Initially, a new puppy means excitement and fun for everyone. They are rolly polly balls of pure, fluffy cute! A puppy is a new best friend who will be by your side for its entire life. If you allow it, your dog will become a part of your life and you will share many fond memories together. However, even before the initial excitement subsides, new puppy training must begin.
These lessons will help set the stage for your puppy’s life. Done properly, you can promote a healthy and positive daily existence. Always discuss training with your family, even younger members, prior to introducing the new dog. Eventually, even the youngest member of the family may be required to help reinforce puppy obedience training. The best time to bring a new furry friend into your family’s home is during periods of calm, when time can be arranged for puppy care. Ideally, holidays and other celebrations are discouraged. These events can be hectic times that may add stress to your pup as he or she adjusts.

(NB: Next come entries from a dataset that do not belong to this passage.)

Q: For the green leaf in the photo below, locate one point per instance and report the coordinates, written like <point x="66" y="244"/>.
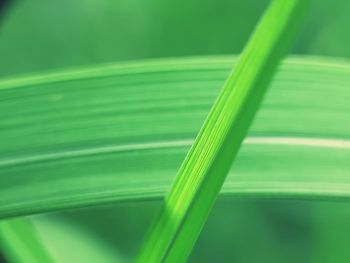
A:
<point x="202" y="174"/>
<point x="45" y="239"/>
<point x="78" y="138"/>
<point x="20" y="242"/>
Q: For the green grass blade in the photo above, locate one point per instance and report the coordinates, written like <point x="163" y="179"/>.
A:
<point x="204" y="170"/>
<point x="76" y="138"/>
<point x="20" y="242"/>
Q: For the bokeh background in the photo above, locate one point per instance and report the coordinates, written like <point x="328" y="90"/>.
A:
<point x="40" y="35"/>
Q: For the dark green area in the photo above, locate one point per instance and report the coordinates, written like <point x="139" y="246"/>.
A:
<point x="45" y="34"/>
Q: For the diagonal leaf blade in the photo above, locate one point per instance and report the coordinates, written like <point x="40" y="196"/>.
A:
<point x="204" y="170"/>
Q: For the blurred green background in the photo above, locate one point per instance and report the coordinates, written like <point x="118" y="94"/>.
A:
<point x="38" y="35"/>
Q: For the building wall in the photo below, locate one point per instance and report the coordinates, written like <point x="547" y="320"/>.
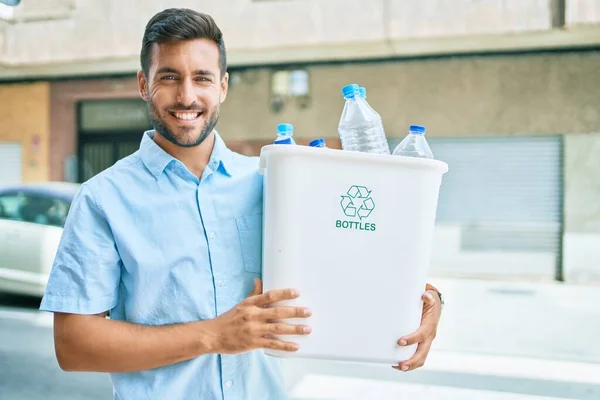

The family should play a role in training a puppy. For example, one of the simplest activities we do each day is ascending and descending stairs. If you have a stair case in your home, your dog will inevitably have to learn to navigate it. This process may prove very intimidating from a dog’s perspective. Take it one step at a time.
Have your family situated just above the pup on the stair. Encourage and urge your little dog to climb up. He or she will most likely be timid at first; some dogs adjust to this faster than others. Size is also a factor. Never place a small, young dog high up on a staircase. The pup could fall and possibly injure itself. Climbing stairs is not a natural activity for a dog in the wild, so it takes time and practice to learn.
Believe it or not, putting on a collar can be traumatic for a pup. A big part of knowing howto train a puppy involves patience and understanding. Start by carefully and calmly buckling the pup’s collar on. Never put the collar on too tight. Never replace your pup’s buckle collar for a choke collar. While these can be valuable training aids, they are not intended to be the actual collar. Your pup may nip and scratch at the collar, but give it time. Eventually, he or she will accept it. If the collar causes excitement levels to go too high, try leaving it on for short periods, slowly lengthening them until your pup no longer minds.
House training your puppy is one of the first things you will cover. This will help keep your home clean and odor free. It takes time and patience, but do not worry, eventually it will happen. It takes time for a young dog to develop strong bladder control, so do not take every accident as intentional. It is much more likely your pup became overly excited or was urinating submissively.
Training your puppy should be a fun and enlightening learning experience. You can get the entire family involved. Children can learn much about a growing life by observing puppy development and having a hand in basic lessons. Educate your little ones on the importance of patience and consider drawing parallels between the dog’s progress and their own when they were not much bigger than a pup!